Why being first doesn't matter. - georgel

I have been working on my startup since August, and released our app (Gruburg) in November. The day after it got released, Google HotPot was announced. Since what I made was basically the same as Google's new product, my spirits were destroyed.<p>Fast forward to today. At this point I am on the third version of the app, with social features and other things. I am even giving people money to use the app! Nothing, stuck with just organic(read: slow) growth. Foursquare releases their update today and its 1:1 with my app features. Why would anyone download another geolocation app, if they already have one that friends use?<p>Spirits destroyed, I am thinking of killing Gruburg. Being first (or having grand ideas) means nothing to me now, regardless of execution.
======
elektrolyte79
It's been said many times that there is no such thing as an original idea,
that everything created in the world is a derivative of or inspired by
something else. For the most part I think this is true but it also depends on
how you define originality.
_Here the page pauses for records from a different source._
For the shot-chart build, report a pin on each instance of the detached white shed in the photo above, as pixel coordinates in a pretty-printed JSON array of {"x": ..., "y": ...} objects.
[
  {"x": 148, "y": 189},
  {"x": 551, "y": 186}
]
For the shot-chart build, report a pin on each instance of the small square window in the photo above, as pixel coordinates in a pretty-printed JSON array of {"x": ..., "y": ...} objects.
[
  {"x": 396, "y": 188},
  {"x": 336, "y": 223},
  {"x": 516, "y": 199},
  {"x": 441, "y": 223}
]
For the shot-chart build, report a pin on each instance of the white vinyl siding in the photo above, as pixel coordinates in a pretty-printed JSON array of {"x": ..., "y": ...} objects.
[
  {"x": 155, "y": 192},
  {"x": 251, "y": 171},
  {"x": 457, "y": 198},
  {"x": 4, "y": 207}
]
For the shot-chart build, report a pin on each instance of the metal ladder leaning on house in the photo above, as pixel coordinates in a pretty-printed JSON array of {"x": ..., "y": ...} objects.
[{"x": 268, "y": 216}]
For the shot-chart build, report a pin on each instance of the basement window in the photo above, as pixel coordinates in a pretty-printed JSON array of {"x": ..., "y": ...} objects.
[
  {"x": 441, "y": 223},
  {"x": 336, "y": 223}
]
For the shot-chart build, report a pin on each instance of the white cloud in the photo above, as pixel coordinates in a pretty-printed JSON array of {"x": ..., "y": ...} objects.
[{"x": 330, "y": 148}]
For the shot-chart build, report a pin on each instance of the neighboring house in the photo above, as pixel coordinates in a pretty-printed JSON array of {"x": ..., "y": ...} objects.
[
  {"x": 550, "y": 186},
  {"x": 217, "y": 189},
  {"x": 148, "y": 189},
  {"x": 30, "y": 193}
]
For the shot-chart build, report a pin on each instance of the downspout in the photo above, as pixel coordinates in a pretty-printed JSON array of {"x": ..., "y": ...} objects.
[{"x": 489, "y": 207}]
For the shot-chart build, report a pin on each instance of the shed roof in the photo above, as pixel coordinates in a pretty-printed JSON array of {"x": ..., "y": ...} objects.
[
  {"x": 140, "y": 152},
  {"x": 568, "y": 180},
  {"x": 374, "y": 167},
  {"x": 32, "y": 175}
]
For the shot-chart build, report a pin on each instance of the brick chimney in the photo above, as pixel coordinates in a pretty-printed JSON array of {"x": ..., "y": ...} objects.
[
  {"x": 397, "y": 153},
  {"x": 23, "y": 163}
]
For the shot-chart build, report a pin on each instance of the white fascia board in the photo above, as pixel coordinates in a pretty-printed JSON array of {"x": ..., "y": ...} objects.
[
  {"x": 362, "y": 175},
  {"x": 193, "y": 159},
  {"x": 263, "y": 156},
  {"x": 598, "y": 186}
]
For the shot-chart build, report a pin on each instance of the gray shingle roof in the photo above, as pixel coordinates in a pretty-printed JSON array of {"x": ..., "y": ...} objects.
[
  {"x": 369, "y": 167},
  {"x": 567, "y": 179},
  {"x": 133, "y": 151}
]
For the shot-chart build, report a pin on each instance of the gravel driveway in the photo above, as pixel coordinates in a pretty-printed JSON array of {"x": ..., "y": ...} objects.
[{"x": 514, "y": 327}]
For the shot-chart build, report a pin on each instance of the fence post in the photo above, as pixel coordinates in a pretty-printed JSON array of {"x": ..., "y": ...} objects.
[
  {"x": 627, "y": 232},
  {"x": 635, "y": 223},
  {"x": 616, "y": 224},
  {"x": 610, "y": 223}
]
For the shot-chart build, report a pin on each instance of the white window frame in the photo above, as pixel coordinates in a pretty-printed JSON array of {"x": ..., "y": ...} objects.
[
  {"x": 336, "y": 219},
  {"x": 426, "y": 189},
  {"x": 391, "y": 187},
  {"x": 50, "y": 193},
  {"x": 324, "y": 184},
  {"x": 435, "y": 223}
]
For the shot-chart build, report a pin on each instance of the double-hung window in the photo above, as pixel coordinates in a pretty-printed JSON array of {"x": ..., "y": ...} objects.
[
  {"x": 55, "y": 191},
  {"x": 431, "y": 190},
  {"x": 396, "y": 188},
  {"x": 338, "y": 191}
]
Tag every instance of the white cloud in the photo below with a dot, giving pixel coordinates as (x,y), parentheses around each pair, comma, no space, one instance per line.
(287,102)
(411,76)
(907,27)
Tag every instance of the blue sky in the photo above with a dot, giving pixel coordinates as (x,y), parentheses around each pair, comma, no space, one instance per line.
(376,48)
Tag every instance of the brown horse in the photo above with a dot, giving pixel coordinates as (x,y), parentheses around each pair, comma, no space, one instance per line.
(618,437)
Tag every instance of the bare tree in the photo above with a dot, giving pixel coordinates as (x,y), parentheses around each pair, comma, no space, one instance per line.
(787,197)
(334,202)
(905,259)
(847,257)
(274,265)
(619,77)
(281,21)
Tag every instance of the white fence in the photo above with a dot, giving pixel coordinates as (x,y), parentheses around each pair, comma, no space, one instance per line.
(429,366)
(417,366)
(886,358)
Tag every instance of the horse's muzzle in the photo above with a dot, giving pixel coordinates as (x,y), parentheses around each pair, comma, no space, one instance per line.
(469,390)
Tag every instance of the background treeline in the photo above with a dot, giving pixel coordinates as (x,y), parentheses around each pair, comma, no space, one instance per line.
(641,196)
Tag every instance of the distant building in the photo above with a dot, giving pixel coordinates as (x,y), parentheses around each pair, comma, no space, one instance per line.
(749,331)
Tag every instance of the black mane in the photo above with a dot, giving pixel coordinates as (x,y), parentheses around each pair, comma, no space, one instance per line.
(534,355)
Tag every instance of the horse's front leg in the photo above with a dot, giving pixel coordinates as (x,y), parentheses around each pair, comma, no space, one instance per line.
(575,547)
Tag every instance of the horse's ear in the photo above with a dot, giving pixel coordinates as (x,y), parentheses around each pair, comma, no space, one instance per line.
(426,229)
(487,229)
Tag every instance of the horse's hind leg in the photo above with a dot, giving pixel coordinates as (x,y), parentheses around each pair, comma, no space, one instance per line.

If you're a purist, which is sounds like you are,
then originality is extremely hard to achieve. I mean, the very essence of
inspiration means being inspired by the idea, words or work of someone or
something else. I think a better way thing to strive for is creating something
useful, something that brings people joy and/or improves their lives. In the
end, if you're work is derivative of something else, who cares, as long as
it's not plagarism and you've made meaningful changes or improvements that
differentiates your product from the inspiration - then originality starts to
not matter so much. Don't start by trying to reinvent the wheel - maybe start
out by trying to make it better or more useful for a particular group of
people.

Good luck!

------
baremetal
Consumer marketing is hard, the people are flighty.